I really enjoyed it though. It's very beautifully melancholy in the way that Frieren drifts through the world without much personal attachment, only to run into repeated scenarios of disconnect in seeing the people around her who she's grown distant from over the decades age and fade away. It all feels very true to the experience of being a dreamy, dissociated space case, and it's very elegant the way that this experience so naturally arises out of Frieren's elven lifespan but is also deeply human. Yes, as an elf she hardly feels affected by the months and even years as they slide on by and so it's natural for her to let them pass without notice, and yet a millennia-long lifespan isn't the only reason one might experience such a thing.

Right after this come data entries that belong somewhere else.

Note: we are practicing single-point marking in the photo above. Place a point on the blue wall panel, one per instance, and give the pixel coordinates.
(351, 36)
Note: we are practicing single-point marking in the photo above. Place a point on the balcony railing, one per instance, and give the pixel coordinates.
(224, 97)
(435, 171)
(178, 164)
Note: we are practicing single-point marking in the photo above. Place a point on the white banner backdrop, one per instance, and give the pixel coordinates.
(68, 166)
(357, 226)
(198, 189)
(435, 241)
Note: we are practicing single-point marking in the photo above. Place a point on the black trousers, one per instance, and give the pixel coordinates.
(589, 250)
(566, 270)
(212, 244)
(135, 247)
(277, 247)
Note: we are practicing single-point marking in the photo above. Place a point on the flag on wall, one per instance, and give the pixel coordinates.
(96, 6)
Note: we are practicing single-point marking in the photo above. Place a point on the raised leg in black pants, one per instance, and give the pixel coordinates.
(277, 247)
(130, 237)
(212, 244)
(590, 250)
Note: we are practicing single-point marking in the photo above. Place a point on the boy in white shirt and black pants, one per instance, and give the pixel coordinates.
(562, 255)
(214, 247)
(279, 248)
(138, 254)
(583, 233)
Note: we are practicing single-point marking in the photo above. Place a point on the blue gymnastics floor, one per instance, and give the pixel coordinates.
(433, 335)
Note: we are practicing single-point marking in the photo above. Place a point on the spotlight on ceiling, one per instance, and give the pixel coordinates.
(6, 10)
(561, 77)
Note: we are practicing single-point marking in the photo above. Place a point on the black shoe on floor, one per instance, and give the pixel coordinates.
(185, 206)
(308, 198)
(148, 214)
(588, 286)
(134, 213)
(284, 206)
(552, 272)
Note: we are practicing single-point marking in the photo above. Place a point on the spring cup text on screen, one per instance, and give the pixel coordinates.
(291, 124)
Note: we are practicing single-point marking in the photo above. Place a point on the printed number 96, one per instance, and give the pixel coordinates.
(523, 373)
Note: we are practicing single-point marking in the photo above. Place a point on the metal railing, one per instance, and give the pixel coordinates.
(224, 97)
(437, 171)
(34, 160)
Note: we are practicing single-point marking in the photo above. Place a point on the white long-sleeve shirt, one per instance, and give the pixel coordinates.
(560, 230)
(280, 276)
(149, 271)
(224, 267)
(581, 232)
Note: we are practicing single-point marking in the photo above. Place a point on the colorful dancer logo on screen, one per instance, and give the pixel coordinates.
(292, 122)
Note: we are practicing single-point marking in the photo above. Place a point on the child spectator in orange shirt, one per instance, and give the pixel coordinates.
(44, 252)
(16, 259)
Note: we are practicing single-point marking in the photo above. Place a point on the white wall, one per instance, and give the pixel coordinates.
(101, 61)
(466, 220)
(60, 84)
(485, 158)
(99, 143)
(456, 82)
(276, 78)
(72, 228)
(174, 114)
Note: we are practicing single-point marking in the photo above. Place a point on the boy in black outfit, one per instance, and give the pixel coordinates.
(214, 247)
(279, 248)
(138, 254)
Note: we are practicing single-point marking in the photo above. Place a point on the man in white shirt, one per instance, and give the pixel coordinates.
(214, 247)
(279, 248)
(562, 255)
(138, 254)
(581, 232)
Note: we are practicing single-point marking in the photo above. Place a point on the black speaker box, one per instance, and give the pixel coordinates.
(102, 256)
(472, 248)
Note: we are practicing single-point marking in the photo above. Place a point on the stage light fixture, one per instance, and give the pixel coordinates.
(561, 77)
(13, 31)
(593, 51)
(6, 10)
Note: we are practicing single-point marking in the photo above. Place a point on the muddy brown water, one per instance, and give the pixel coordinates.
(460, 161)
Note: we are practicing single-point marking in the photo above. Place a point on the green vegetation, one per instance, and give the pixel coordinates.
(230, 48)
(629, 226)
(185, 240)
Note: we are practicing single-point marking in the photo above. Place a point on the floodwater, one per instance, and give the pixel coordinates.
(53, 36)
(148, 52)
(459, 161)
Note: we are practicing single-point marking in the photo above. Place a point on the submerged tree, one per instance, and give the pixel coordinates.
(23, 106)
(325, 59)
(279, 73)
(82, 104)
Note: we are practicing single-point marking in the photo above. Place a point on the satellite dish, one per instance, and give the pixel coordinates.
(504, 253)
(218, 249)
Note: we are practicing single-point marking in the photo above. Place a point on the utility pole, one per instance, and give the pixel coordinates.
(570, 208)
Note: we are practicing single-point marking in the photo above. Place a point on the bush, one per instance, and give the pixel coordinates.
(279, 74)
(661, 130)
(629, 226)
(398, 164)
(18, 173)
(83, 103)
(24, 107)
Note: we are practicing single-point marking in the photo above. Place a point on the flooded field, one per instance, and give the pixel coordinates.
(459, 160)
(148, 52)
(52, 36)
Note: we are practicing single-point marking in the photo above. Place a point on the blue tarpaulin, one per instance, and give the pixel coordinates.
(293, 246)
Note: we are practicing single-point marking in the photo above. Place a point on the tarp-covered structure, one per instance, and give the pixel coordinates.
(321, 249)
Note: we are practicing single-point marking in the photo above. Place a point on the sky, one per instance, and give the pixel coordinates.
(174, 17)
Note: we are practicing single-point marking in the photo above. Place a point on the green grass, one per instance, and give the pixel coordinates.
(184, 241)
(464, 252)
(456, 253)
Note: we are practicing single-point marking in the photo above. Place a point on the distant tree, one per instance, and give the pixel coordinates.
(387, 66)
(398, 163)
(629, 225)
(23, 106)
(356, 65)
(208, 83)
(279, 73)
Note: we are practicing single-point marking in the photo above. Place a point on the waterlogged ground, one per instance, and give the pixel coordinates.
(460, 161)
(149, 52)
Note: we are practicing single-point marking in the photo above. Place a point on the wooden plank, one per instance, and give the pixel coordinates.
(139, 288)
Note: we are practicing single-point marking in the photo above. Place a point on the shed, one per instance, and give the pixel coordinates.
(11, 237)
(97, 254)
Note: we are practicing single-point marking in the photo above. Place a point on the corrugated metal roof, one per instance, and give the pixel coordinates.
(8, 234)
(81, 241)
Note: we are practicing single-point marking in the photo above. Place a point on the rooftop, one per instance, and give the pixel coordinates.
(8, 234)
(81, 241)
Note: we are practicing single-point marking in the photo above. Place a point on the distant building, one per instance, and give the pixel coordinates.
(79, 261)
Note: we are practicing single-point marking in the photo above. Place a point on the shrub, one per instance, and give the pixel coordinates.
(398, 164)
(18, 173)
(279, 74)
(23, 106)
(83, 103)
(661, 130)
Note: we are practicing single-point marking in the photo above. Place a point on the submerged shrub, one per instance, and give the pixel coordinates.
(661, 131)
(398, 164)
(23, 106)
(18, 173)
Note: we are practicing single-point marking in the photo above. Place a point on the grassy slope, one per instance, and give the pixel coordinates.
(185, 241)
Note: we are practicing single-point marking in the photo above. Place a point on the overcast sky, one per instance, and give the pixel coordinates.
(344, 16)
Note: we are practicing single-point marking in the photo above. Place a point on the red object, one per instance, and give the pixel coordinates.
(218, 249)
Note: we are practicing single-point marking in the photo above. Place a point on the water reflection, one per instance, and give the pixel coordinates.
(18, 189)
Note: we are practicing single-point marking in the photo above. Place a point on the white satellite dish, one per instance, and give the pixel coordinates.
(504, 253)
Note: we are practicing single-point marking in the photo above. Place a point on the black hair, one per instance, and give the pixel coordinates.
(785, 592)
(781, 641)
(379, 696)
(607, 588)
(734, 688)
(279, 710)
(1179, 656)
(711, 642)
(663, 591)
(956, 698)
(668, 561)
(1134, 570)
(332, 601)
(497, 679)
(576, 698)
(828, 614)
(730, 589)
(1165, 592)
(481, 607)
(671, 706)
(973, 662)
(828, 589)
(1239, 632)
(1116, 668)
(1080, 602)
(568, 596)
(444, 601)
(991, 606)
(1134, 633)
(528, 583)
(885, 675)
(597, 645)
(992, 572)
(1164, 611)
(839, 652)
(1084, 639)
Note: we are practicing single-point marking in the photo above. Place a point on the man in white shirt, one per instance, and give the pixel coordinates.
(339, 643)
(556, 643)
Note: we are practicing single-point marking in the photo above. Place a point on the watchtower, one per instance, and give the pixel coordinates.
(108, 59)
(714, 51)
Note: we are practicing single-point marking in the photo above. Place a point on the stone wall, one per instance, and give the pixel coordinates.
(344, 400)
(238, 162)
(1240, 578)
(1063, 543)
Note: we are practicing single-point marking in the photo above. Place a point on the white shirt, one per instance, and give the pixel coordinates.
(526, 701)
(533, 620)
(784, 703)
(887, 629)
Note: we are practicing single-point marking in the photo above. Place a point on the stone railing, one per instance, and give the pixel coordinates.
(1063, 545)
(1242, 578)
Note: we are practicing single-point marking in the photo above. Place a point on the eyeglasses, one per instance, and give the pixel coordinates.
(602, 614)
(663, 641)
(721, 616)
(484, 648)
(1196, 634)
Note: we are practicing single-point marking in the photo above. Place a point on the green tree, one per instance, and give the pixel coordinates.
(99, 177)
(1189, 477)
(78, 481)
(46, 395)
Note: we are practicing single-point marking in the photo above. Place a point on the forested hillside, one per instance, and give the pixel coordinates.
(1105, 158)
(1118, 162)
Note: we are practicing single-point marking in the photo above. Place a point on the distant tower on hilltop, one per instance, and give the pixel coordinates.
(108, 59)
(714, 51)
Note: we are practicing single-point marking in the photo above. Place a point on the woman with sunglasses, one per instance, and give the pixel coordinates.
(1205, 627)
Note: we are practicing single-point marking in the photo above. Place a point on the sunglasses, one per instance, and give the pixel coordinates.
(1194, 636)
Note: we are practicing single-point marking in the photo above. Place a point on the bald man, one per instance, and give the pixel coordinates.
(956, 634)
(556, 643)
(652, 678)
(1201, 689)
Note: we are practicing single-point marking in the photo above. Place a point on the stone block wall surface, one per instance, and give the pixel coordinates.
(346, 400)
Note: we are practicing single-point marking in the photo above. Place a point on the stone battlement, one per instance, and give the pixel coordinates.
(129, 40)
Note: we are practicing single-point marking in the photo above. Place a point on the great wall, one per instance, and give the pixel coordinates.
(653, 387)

It's just as easy for those of us with shorter lifespans to let the time glide on by without ever truly being present in it. In times in my past due to deep depressive dissociative spells it's certainly felt easy to feel like an timeless being drifting aimlessly through existence, hardly feeling the months as they slide on by, and it's simultaneously painful and wistful seeing such an existence given perfect, romanticized form in Frieren herself. Yet even as she herself has no shortage of time to idle away seeking the most mundane scraps of magic, the world around her doesn't pause. There's a certain allure in her being able to idle away months and years seeking out a minor spell to remove rust from statues, but even though she can afford to face life with aloof indifference, is she really happiest doing so?
I also really love the character of Himmel. He's the central hero of Frieren's adventuring party whose passing away of old age decades later sets off Frieren's current wanderings. At first it's easy to take him as a bit of a golden fool (early flashbacks show him hemming and hawing over how best to pose for an adoring statue), however repeated flashbacks show him as someone with a deeply-rooted love of the world and life itself, from which all of his heroism stems. His example inspires the group's selfish and corrupt priest to later in life take in and shelter an orphan, and although his example doesn't quite reach Frieren as deeply, repeated flashbacks show him constantly placing his faith and trust in her to find roots of care in the world. Trusting she'd return to a village where they'd sealed away a demon near a century earlier to finish the deed and ensure its safety, even just mundane things like having faith in her capacity to enjoy the beauty of a sunrise even while she protests about the inconvenience of waking up early and maintains a sense of distance and superiority.
If Frieren's natural impulses are to constantly distance from the world and retreat into a safe isolated existence of magical study, Himmel feels like the embodiment of the draw of love, connection, and meaning, and it's really satisfying seeing Frieren slowly warm to extending roots into the world and (cautiously, uncertainly) finding things to begin to bind herself to life around her and move out of her solitary bubble.